John Reeves

No. 52
- Position: Linebacker

Personal information
- Born: February 23, 1975 (age 51) Bradenton, Florida, U.S.

Career information
- High school: Southeast (Bradenton)
- College: Purdue
- NFL draft: 1999: undrafted

Career history
- San Diego Chargers (1999–2000); Carolina Panthers (2001)*;
- * Offseason or practice squad member only

Career NFL statistics
- Tackles: 10
- Stats at Pro Football Reference

= John Reeves (American football) =

American football player (born 1975)

John Reeves (born February 23, 1975) is an American former professional football player who was a linebacker in the National Football League (NFL). He played college football for the Purdue Boilermakers.

==Early life==
Reeves was born and grew up in Bradenton, Florida, and attended Southeast High School, where he played football alongside NFL wide receiver Peter Warrick. As a senior, he led the Seminoles to a perfect record and a Class 4A state championship and broke the school's record for touchdown passes in a season.

==College career==
Reeves had to sit out his freshman season due to academic issues. As a sophomore, he played in six games at quarterback and completed 26 of 57 passes for 285 yards with one touchdown and six interceptions. Reeves missed most of the following spring practice due to spinal meningitis, but eventually worked his way to becoming the Boilermakers' starting quarterback in the middle of the season before losing the starting job to Billy Dicken. Reeves finished the season with 772 yards with six touchdowns and five interceptions on 51 of 102 passing.

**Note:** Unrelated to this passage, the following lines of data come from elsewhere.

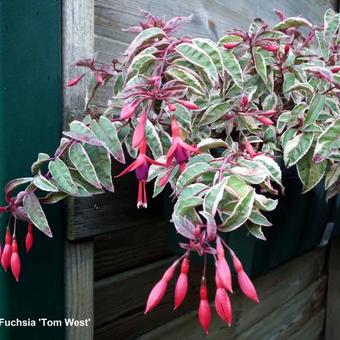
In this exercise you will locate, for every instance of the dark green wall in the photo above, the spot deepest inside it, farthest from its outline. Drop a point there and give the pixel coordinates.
(30, 121)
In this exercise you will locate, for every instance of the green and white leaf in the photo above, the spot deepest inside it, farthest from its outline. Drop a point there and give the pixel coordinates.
(297, 147)
(310, 173)
(240, 213)
(80, 159)
(61, 175)
(35, 213)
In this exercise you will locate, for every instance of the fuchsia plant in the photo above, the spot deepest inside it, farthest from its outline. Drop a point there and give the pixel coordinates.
(209, 119)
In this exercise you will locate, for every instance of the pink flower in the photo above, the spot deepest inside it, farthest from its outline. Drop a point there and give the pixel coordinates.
(222, 268)
(6, 254)
(179, 149)
(222, 302)
(157, 293)
(270, 47)
(264, 120)
(182, 283)
(15, 260)
(29, 238)
(231, 45)
(129, 109)
(187, 104)
(141, 168)
(204, 311)
(139, 133)
(244, 282)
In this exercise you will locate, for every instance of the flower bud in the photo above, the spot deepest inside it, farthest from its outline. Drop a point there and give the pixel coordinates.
(231, 45)
(223, 306)
(172, 107)
(244, 282)
(129, 109)
(204, 311)
(157, 293)
(270, 47)
(182, 283)
(252, 153)
(29, 237)
(244, 102)
(265, 120)
(223, 272)
(7, 251)
(287, 48)
(187, 104)
(139, 133)
(15, 260)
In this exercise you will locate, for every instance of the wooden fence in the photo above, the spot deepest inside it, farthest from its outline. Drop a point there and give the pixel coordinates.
(114, 253)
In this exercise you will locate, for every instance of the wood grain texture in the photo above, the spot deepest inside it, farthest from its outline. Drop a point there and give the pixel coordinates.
(129, 248)
(79, 288)
(313, 329)
(275, 289)
(111, 212)
(119, 301)
(333, 293)
(77, 42)
(290, 316)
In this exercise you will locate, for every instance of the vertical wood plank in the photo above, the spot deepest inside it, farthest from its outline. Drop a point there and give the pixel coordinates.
(333, 293)
(79, 288)
(77, 42)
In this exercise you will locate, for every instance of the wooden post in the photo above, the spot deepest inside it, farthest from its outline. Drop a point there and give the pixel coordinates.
(77, 42)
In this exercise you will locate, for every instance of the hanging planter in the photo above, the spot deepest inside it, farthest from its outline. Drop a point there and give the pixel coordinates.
(259, 97)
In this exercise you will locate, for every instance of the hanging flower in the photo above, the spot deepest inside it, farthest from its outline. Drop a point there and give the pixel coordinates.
(141, 168)
(179, 149)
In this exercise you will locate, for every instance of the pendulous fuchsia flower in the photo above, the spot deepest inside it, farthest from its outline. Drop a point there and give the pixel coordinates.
(29, 237)
(157, 293)
(182, 283)
(222, 302)
(141, 168)
(129, 109)
(7, 251)
(179, 149)
(204, 311)
(15, 260)
(222, 267)
(244, 282)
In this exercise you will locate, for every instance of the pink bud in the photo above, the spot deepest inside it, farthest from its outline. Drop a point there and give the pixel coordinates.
(129, 109)
(29, 238)
(223, 306)
(75, 81)
(335, 69)
(223, 272)
(182, 283)
(231, 45)
(6, 254)
(15, 260)
(204, 311)
(244, 282)
(172, 107)
(187, 104)
(265, 120)
(139, 133)
(157, 293)
(269, 113)
(181, 289)
(287, 48)
(244, 102)
(250, 150)
(271, 47)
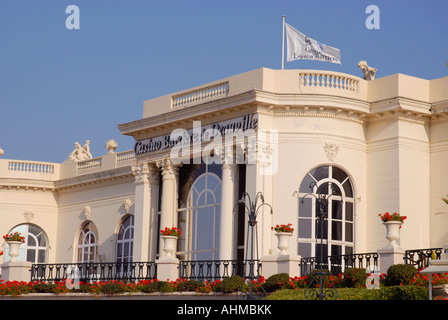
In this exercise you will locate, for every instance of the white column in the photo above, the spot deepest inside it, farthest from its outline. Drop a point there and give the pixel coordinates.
(168, 215)
(144, 185)
(226, 236)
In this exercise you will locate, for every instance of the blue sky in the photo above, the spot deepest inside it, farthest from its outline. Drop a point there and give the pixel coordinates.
(59, 86)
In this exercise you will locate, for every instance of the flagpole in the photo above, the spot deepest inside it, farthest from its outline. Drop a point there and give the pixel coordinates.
(283, 43)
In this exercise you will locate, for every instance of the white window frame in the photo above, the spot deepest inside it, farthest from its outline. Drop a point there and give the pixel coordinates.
(314, 240)
(191, 212)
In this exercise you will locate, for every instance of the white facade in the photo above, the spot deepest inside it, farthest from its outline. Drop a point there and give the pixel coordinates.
(383, 143)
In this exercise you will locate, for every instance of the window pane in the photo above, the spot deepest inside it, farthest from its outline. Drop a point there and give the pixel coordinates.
(349, 211)
(349, 231)
(336, 209)
(336, 250)
(323, 188)
(338, 174)
(305, 209)
(305, 249)
(307, 184)
(41, 240)
(31, 241)
(336, 230)
(348, 250)
(305, 228)
(31, 255)
(41, 256)
(320, 173)
(320, 230)
(348, 189)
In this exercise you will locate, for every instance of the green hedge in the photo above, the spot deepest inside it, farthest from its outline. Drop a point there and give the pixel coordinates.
(384, 293)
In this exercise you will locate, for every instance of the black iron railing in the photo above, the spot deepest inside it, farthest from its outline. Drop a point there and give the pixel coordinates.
(420, 257)
(91, 272)
(338, 263)
(212, 270)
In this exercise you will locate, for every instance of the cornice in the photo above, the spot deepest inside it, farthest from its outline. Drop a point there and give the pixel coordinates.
(92, 179)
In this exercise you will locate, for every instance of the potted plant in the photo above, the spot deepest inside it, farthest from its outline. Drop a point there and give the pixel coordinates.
(393, 224)
(170, 236)
(283, 233)
(14, 240)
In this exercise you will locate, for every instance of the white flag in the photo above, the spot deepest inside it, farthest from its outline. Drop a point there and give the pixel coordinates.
(299, 46)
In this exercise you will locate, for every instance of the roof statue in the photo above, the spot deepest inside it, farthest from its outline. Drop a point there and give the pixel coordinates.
(368, 72)
(81, 153)
(111, 145)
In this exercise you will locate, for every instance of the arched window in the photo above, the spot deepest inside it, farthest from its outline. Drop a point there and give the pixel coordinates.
(125, 240)
(338, 228)
(35, 247)
(199, 220)
(88, 243)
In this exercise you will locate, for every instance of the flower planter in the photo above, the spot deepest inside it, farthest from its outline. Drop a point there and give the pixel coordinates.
(14, 249)
(393, 232)
(440, 290)
(169, 246)
(283, 242)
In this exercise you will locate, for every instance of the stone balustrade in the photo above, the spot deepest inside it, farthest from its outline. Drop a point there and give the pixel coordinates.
(50, 172)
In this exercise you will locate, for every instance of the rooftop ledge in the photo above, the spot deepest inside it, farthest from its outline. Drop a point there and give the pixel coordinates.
(296, 83)
(35, 174)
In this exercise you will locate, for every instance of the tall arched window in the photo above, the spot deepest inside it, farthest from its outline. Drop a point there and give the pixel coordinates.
(35, 247)
(88, 243)
(125, 240)
(199, 219)
(338, 228)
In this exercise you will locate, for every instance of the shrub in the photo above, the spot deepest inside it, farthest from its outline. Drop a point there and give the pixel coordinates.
(355, 277)
(313, 278)
(400, 274)
(404, 293)
(276, 282)
(230, 284)
(158, 286)
(190, 285)
(112, 288)
(43, 288)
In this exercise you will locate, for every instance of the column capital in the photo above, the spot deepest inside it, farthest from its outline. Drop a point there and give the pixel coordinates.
(145, 173)
(168, 168)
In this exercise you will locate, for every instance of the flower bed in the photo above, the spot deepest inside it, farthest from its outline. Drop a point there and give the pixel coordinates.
(351, 279)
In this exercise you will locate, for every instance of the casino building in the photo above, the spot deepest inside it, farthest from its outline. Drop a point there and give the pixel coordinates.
(370, 146)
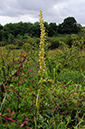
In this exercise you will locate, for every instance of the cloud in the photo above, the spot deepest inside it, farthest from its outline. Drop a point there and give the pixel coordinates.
(53, 10)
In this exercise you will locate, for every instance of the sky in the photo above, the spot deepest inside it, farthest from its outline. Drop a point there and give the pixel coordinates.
(14, 11)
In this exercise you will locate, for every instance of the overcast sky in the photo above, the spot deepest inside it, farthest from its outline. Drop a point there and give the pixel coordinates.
(13, 11)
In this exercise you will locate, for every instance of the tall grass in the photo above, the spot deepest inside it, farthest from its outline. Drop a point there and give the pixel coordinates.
(45, 91)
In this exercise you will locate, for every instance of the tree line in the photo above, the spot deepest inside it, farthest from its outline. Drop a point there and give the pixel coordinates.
(15, 30)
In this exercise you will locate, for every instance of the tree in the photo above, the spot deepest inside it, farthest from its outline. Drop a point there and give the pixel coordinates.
(69, 26)
(52, 29)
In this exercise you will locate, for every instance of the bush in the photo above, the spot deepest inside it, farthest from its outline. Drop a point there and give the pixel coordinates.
(54, 43)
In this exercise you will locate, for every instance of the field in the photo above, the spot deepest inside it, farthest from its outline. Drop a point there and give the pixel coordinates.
(42, 88)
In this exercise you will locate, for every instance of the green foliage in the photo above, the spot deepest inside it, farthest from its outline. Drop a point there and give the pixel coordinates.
(52, 99)
(69, 26)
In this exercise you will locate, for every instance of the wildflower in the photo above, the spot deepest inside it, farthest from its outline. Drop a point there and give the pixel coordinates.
(41, 46)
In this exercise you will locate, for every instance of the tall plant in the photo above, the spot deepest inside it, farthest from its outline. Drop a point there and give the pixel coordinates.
(42, 66)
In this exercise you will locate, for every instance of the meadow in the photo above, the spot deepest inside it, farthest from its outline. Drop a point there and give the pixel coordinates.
(43, 86)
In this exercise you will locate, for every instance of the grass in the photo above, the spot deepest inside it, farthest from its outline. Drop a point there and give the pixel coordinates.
(53, 98)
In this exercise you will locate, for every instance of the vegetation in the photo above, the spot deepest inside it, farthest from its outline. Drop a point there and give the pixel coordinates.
(43, 86)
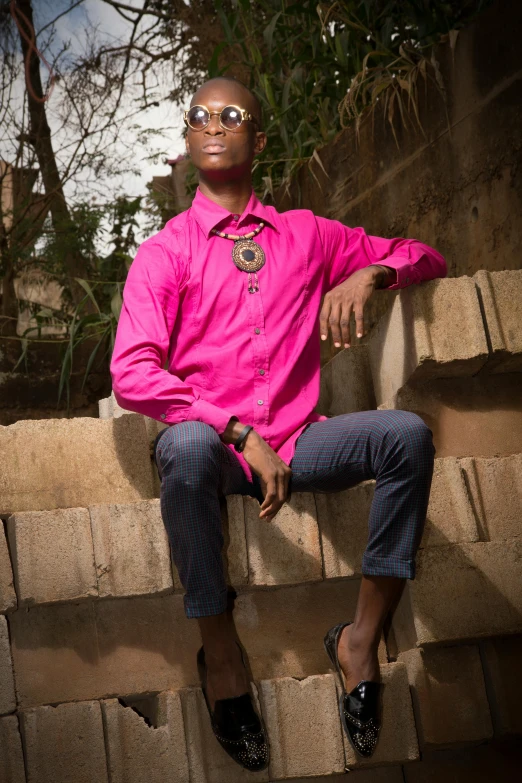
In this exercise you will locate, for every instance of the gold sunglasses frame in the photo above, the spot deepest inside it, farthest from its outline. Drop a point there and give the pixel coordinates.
(245, 116)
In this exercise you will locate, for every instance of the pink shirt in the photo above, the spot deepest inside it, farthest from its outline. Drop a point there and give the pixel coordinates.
(194, 345)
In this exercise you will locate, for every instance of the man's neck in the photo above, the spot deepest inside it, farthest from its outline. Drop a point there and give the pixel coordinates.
(233, 196)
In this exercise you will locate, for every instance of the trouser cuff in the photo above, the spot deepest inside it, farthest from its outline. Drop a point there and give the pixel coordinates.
(388, 566)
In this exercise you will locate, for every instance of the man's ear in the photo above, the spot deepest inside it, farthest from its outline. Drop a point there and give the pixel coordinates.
(260, 142)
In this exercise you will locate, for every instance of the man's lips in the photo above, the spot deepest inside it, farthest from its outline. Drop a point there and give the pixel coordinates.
(213, 147)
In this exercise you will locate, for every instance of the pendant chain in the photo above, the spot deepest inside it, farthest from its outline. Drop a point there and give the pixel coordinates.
(247, 255)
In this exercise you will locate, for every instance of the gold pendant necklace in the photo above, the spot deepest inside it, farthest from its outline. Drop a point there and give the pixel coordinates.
(247, 255)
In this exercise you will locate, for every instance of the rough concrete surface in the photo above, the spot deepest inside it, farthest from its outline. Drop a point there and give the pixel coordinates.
(501, 659)
(449, 695)
(416, 341)
(496, 492)
(12, 768)
(131, 549)
(65, 744)
(462, 591)
(302, 720)
(145, 750)
(70, 463)
(53, 556)
(7, 591)
(501, 295)
(7, 691)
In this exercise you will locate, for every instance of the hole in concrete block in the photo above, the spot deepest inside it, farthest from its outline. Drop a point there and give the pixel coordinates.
(146, 707)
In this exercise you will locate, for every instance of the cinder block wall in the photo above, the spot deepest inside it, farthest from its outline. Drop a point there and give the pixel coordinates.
(98, 679)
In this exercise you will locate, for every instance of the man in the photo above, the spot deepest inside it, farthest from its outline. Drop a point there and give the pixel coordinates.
(227, 297)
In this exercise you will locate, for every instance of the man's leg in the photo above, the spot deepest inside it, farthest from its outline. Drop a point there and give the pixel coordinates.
(195, 467)
(396, 449)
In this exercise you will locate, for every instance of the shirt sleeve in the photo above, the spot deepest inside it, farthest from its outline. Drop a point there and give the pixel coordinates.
(348, 249)
(139, 380)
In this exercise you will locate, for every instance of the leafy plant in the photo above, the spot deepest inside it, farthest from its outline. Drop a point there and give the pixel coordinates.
(317, 67)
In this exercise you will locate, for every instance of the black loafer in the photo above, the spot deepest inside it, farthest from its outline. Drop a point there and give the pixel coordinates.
(237, 726)
(360, 708)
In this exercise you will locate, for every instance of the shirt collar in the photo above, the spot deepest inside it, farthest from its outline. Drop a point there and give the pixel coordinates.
(208, 214)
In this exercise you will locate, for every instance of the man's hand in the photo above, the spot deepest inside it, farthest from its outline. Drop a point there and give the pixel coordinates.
(352, 295)
(272, 471)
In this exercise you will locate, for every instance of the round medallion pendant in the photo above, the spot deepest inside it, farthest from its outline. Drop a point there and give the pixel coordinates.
(248, 256)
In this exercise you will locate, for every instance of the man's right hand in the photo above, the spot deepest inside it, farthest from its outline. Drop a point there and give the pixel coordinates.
(273, 473)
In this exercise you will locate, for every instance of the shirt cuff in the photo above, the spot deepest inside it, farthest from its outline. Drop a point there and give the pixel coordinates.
(406, 274)
(218, 418)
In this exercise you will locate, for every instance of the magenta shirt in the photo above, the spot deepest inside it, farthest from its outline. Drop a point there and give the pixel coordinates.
(194, 345)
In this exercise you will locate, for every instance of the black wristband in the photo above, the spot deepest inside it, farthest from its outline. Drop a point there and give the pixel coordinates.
(239, 445)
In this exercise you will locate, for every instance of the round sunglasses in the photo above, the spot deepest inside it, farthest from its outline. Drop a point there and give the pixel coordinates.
(230, 117)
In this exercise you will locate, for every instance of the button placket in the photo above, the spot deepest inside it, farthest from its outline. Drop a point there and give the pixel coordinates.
(260, 360)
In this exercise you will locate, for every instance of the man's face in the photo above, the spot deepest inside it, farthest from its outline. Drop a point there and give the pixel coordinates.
(219, 151)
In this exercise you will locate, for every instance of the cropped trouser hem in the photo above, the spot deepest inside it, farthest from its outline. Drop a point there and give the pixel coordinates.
(388, 566)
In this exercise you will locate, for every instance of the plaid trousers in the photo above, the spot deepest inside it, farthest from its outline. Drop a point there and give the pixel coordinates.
(393, 447)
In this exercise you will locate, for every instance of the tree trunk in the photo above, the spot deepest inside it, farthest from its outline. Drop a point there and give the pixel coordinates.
(40, 137)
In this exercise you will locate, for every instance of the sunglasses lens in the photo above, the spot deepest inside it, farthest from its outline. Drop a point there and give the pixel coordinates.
(197, 117)
(231, 117)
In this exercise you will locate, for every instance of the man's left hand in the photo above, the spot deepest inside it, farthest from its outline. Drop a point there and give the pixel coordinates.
(351, 296)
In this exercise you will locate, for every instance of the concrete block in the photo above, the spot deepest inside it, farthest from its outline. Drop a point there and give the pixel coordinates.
(68, 463)
(501, 660)
(377, 775)
(133, 646)
(7, 591)
(146, 740)
(131, 549)
(501, 295)
(346, 383)
(416, 341)
(449, 695)
(450, 513)
(302, 720)
(65, 743)
(7, 691)
(12, 768)
(397, 739)
(235, 549)
(343, 522)
(483, 764)
(496, 491)
(462, 591)
(208, 762)
(53, 556)
(285, 550)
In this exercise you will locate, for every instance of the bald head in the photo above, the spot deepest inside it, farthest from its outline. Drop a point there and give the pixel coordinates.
(226, 90)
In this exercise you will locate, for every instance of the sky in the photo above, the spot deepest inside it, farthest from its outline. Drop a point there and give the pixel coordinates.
(70, 30)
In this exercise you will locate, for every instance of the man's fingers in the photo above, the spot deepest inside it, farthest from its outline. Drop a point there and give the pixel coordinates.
(345, 324)
(334, 323)
(323, 318)
(359, 317)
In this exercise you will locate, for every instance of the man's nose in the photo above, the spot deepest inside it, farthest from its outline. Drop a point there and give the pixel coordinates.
(213, 127)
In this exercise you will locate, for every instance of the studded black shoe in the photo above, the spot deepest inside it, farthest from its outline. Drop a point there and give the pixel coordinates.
(237, 726)
(360, 708)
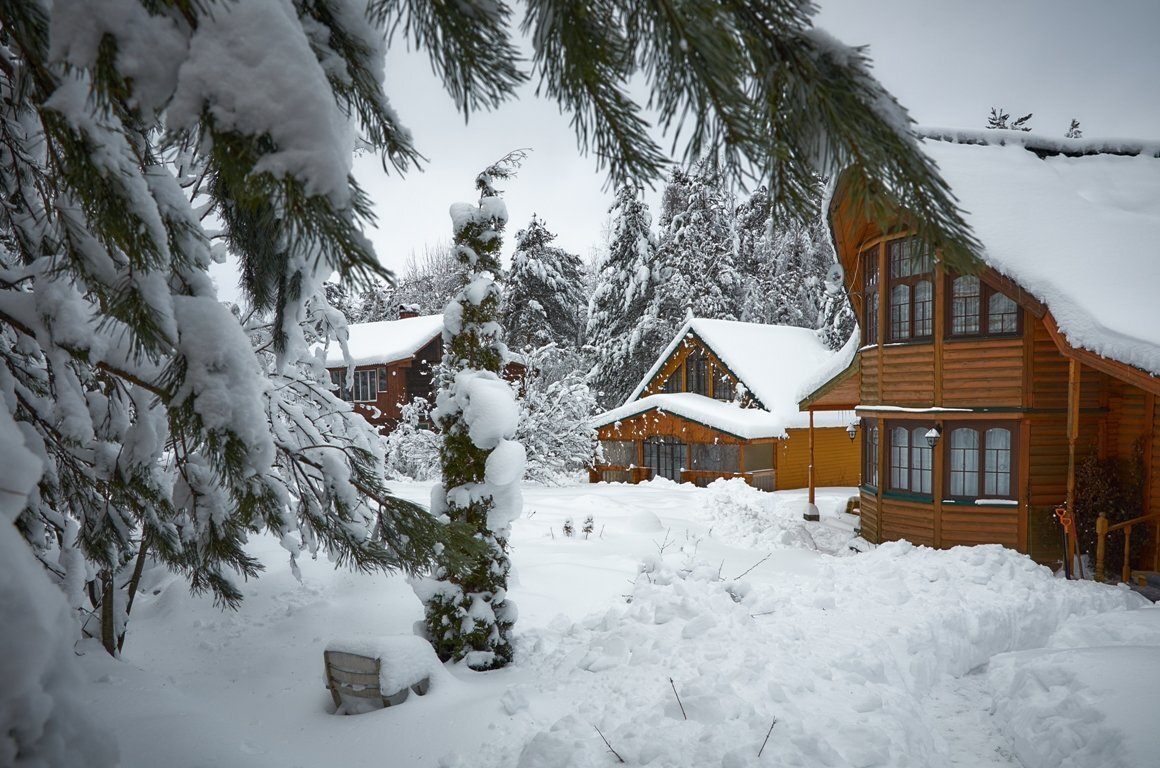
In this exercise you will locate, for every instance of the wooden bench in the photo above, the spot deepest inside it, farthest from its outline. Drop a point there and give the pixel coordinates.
(355, 680)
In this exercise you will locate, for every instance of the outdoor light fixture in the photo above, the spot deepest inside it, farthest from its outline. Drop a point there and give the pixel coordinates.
(853, 428)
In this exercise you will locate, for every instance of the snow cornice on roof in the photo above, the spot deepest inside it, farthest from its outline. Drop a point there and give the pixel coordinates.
(1038, 144)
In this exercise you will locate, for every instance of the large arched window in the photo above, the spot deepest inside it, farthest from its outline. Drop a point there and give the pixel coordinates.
(911, 458)
(912, 297)
(980, 463)
(979, 310)
(696, 367)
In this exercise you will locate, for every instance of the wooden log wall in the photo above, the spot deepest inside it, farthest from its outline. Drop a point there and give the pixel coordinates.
(910, 520)
(869, 514)
(986, 371)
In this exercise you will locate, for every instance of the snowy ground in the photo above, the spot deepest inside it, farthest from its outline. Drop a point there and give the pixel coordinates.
(693, 628)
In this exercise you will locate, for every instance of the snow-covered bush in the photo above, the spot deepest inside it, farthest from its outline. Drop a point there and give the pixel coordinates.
(412, 448)
(468, 614)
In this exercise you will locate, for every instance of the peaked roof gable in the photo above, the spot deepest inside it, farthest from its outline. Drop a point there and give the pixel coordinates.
(386, 341)
(1074, 223)
(775, 363)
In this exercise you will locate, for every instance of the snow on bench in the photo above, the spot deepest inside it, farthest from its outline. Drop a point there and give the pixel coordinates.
(367, 674)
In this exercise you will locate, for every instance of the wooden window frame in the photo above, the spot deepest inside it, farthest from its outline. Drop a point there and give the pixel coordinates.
(665, 451)
(980, 428)
(871, 295)
(903, 252)
(871, 444)
(986, 292)
(696, 371)
(364, 388)
(339, 381)
(915, 447)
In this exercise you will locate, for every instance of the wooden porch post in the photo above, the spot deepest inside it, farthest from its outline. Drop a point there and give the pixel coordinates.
(1074, 377)
(811, 511)
(811, 457)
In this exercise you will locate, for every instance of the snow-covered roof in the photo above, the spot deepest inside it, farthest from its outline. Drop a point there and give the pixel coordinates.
(775, 363)
(746, 424)
(386, 341)
(1074, 222)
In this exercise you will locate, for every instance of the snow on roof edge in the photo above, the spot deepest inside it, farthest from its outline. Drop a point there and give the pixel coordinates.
(1038, 143)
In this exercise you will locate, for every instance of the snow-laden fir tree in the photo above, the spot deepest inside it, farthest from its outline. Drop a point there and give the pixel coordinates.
(695, 269)
(168, 427)
(468, 615)
(998, 118)
(556, 410)
(621, 333)
(544, 301)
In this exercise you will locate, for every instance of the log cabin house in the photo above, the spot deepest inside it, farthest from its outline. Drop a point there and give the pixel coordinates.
(720, 401)
(980, 396)
(393, 363)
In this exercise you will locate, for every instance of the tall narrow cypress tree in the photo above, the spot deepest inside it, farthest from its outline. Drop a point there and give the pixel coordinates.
(468, 614)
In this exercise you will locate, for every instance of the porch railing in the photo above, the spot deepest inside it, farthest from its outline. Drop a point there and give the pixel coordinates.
(1101, 534)
(615, 473)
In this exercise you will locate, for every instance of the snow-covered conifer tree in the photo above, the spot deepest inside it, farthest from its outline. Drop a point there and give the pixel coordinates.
(556, 410)
(621, 331)
(468, 614)
(543, 299)
(695, 253)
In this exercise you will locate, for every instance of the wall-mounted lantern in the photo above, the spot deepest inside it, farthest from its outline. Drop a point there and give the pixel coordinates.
(853, 428)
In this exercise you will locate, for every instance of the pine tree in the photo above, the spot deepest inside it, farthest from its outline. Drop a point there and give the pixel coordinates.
(556, 410)
(468, 614)
(999, 120)
(169, 427)
(621, 332)
(695, 268)
(428, 282)
(118, 139)
(544, 302)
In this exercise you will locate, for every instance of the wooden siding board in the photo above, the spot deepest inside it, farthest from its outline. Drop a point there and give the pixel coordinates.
(836, 458)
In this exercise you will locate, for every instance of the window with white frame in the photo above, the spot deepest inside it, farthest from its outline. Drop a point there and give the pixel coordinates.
(980, 462)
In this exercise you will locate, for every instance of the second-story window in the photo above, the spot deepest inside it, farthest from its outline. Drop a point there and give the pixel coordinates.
(911, 458)
(977, 309)
(870, 454)
(696, 367)
(723, 385)
(870, 296)
(912, 296)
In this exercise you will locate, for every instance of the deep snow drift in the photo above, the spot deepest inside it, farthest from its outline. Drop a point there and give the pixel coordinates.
(671, 631)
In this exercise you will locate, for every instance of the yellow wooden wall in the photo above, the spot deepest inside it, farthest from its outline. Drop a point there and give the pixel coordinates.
(836, 458)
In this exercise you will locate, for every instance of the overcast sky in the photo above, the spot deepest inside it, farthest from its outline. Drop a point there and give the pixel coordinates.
(948, 63)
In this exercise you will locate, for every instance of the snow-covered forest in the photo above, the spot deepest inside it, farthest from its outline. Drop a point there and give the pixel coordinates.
(190, 513)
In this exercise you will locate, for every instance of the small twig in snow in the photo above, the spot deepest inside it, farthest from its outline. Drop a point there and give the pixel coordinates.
(678, 698)
(753, 566)
(767, 737)
(618, 758)
(665, 544)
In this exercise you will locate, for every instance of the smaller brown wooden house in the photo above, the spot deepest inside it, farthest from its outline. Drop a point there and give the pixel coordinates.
(393, 363)
(720, 401)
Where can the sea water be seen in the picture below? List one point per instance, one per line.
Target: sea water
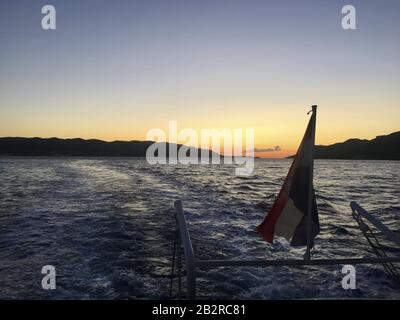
(107, 226)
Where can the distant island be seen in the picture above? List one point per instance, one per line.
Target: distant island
(386, 147)
(53, 147)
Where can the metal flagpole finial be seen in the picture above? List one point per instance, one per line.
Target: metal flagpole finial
(313, 109)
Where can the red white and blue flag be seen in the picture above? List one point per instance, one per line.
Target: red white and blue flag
(289, 216)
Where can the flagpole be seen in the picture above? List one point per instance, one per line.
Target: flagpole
(307, 255)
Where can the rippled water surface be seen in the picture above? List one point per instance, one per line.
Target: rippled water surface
(107, 226)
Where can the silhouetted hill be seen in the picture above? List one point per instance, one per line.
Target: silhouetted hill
(74, 147)
(381, 148)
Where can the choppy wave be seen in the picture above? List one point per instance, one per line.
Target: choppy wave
(107, 226)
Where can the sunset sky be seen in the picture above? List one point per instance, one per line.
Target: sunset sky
(112, 70)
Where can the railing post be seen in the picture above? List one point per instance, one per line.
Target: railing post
(188, 250)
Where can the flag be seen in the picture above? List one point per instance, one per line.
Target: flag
(289, 216)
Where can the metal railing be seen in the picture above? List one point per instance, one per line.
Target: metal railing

Reeves moved to defensive back going into his senior season and played the position in all 12 of Purdue's games. Reeves also had to take extra classes in order to graduate in four years and earn an extra year of eligibility. In his fifth year Reeves played linebacker.

==Professional career==
Reeves was signed by the San Diego Chargers as an undrafted free agent in 1999. He spent two seasons with the Chargers, playing in 14 total games.